Chemically pure water has a pH value of 7 and is described as neutral. At this value, there is a perfect balance between acids and alkalis. The higher the proportion of acids in the water, the greater the pH value moves below 7. Equally, the more alkalis in the water, the more the value moves above 7. The pH value is a logarithmic scale, meaning that a change in the value from 6.5 to 7.5 equates to a tenfold increase. Since all fish, plants and microorganisms are highly sensitive to changes in the pH value, it should be tested at least once a week. 

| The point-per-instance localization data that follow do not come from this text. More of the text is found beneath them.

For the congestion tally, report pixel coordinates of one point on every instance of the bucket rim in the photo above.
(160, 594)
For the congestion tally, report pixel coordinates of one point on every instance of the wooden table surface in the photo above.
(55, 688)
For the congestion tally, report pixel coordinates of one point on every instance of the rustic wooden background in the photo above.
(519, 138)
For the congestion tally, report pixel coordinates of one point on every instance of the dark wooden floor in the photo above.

Ammonium/ammonia (NH4+/NH3)

The first stage in the decomposition of organic nitrogenous substances such as fish waste, uneaten food and plant remains generates toxic ammonia (NH3) and non-toxic ammonium (NH4+). Both ammonium and ammonia are balanced in terms of pH values. The rule is that a high pH value (>8.5) means a greater level of toxic ammonia, whereas a low pH value (<7.5) means more non-toxic ammonium. To avoid damaging the fish, steps need to be taken to ensure that, on the one hand, the pH value is appropriate and, on the other hand, that the concentration of ammonia is generally kept as low as possible. The ammonia concentration in a biologically sound aquarium is so low that it is barely detectable.

Nitrite (NO2-)

Toxic nitrite is broken down into non-toxic nitrate during the nitrate cycle’s second stage of decomposition by bacteria, such as those from the nitrospira genus. Nitrite is a nitrogen compound that is formed as a result of decomposition processes in the aquarium. High levels of this indicate that there is a problem with the biological filter system. The nitrite content should ideally be less than 0.3 mg/l and thus not measurable. The aquarium water must be checked weekly to detect dangerous nitrite concentrations early.

Nitrate (NO3-)

The nitrate test allows you to accurately determine the extent of aquarium water contamination. Measuring the nitrate value indicates when and how much water needs to be changed. Organic nitrogenous substances such as fish waste, uneaten food and dead plant material are broken down in a number of different stages by specific microorganisms. Nitrate is a nutritive substance for plants, but in concentrations of more than 50 mg/l, it is increasingly dangerous for fish and promotes the growth of unsightly algae.

Phosphate (PO4)

Phosphate occurs in only very low quantities in natural waters. Organic phosphate-containing material such as fish waste, uneaten food and decomposing plants are broken down into phosphate by specific microorganisms. Phosphate is an important nutrient for plants that accumulates continuously. However, an excessive phosphate concentration coupled with high nitrate levels can lead to unwelcome algae growth. The level of phosphate in aquarium water should be as low as possible, preferably less than 2 mg/l.

Iron (Fe)

In addition to nitrate and phosphate, trace elements such as iron are also essential nutrients for healthy aquarium plant growth. Iron promotes the formation of chlorophyll, which gives leaves their green colour. The concentration of iron in the aquarium should be between 0.25 mg/l and 0.5 mg/l. This level is suitable for all aquatic plants. Plants may stop growing and leaves may turn yellow if the level of iron is below 0.1 mg/l for an extended period of time.

Carbon dioxide (CO2)

CO2 provides an essential basis for aquatic plant nourishment and growth. However, high concentrations of CO2 can pose a risk for tropical fish. The optimal permanent concentration in aquarium water is between 5 mg/l and 15 mg/l.

Oxygen (O2)

Oxygen is crucial for the survival of fish and plants. During the daytime, aquarium plants absorb carbon dioxide and emit oxygen through the process of photosynthesis. Fish absorb oxygen through their gills to breathe. Even microorganisms require oxygen to survive, particularly the essential filter bacteria and any roots that may be present. Conversely, at night the aquatic plants emit CO2 and absorb oxygen. This means that the oxygen level in the non-aerated aquarium is lower in the morning than in the evening, possibly even drastically low. In the long-run, a lack of oxygen can lead to tropical fish becoming more susceptible to disease. It is thus recommended that the aquarium is aerated throughout the night.